In preferred technical scheme: extract the effective keyword in corpus, and effective keyword is treated as abstract object; Theme number that article extracts, the intensity of theme distribution, article quote the intensity of distribution, can determine by customer need or by systemic presupposition. Assuming that the theme source of each word is random in every section of article, the theme distribution of certain section of article producing by the theme distribution of article itself or quoting by this article produces;

The probability model of text generation comprise it is assumed hereinafter that:

(1) in every section of article, multinomial distribution obeyed in the theme of each word, and Dirichlet distribution obeyed by its prior distribution.

(2) multinomial distribution obeyed in the different words under each theme, and Dirichlet distribution obeyed by its prior distribution.

(3) in every section of article, multinomial distribution is obeyed in the source of quoting of each word, and Dirichlet distribution obeyed by its prior distribution.

(4) in every section of article, the original of each word obeys binominal distribution, and Beta distribution obeyed by its prior distribution;

Wherein, assuming about probability model, the parameter of prior distribution is on average quoted article quantity determine by article mean length, theme number, article.

Compared with prior art, the present invention has following useful effect:

1, the present invention is based on above-mentioned problems of the prior art, thinks deeply article feature extraction method from a new visual angle, it is possible to improves the accuracy of article feature extraction and can extract the information that traditional characteristic extraction system is not considered from article.

2, the topic model that the present invention uses the Information expansion of citation network traditional, model is made can comprehensively to extract article feature by the information of two aspects, not only the situation that database data volume is bigger is suitable for, and the database of dynamic expansion can be suitable for, additionally it is possible to extract the information such as article adduction relationship intensity that conventional topic model can not extract, the original index of article.

3, the present invention utilizes the openness of article theme distribution, and in theme, words distribution is openness, and the openness of distribution quoted in article, reduces sampling complexity.

Accompanying drawing explanation

By reading with reference to the detailed description that non-limiting example is done by the following drawings, the other features, objects and advantages of the present invention will become more obvious:

Fig. 1 is original article data sample.

Fig. 2 is the generative process of novel topic model.

Fig. 3 is the method flow diagram of the present invention.

Embodiment

Below in conjunction with specific embodiment, the present invention is described in detail.

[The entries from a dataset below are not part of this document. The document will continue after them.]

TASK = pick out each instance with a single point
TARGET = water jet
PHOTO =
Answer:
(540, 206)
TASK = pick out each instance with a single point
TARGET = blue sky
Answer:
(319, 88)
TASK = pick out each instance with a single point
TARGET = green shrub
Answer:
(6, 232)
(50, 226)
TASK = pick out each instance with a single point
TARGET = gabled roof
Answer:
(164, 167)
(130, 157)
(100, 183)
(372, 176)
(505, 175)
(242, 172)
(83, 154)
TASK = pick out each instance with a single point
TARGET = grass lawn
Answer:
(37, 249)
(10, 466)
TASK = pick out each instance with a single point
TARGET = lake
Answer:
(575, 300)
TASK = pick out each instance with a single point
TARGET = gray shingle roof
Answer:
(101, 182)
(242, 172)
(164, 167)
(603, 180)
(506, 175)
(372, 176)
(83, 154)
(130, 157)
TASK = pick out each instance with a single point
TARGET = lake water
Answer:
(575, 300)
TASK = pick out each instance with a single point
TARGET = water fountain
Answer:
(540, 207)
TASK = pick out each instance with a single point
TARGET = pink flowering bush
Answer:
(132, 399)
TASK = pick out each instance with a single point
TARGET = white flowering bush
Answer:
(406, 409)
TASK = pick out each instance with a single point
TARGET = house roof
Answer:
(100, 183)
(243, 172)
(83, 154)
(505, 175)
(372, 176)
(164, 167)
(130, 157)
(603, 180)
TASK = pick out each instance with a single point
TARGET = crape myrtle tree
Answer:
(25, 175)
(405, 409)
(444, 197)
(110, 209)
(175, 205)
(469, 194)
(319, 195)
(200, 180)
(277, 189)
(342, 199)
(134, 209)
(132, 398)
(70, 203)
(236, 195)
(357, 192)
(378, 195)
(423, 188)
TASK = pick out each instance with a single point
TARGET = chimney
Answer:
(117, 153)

The technician contributing to this area is understood the present invention by following examples further, but does not limit the present invention in any form. It should be appreciated that to those skilled in the art, without departing from the inventive concept of the premise, it is also possible to make some changes and improvements. These all belong to protection scope of the present invention.

The present invention utilizes original method to extract article feature. Present invention uses article citation network to expand traditional topic model so that topic model can utilize topic model and citation network to extract article feature simultaneously, thus extract more accurate article feature. The key step of the present invention comprises:

Article feature extraction method designed by the present invention relate to arrange Citations networks automatization scientific procedure, derive in conjunction with the novel topic model generation model of citation network and federal expression, novel topic model infers process and sampling algorithmic derivation, novel topic model these five core components of parameter estirmation. Method provided by the invention comprises the steps:

About steps A, based on the original corpus of large sample amount, automatically generate the Citations networks of article (such as paper), and output to file; Corpus comprises two portions information, and part information is the information about article itself, comprises title of article, author, summary etc., and another part information is the adduction relationship between article, and such as article A quotes article B, and article A quotes article C.

Academic Data on internet is vast as the open sea, and increases with the quantity of 1,000,000 grades every year. Therefore original corpus according to existing XML and JSON form in the present invention, based on each section of article in original corpus, extract article title, article abstract and article reference, then initial article set is set, adduction relationship according to academic article, obtain maximum component, and derive as new corpus.

Existing original article corpus form is as shown in table 1 and Fig. 1.

The original article data of table 1. stores format specification

In described steps A, the step of the described Citations networks based on original building of corpus article, comprising:

Steps A 3: using the figure G that obtained by steps A 2 as described Citations networks.

In described steps A, described setting initial article set also obtains the step of new corpus according to Citations networks, comprising: according to Citations networks, automatically obtains maximum component, obtains new corpus; Specifically comprise:

About step B, traditional topic model utilizes the theme feature of word frequency characteristic as article of every section of article, and the topic model adopted in the present invention can contain the relation between article, i.e. article Citations networks. Described topic model comprises two cores, is respectively generation model (describing in detail in stepb), infers process (describing in detail in step C). Generation model is equivalent to when known parameters, we assume that the model that article generative process is obeyed, the corresponding diagram model of the generation model of article can FIGS 2.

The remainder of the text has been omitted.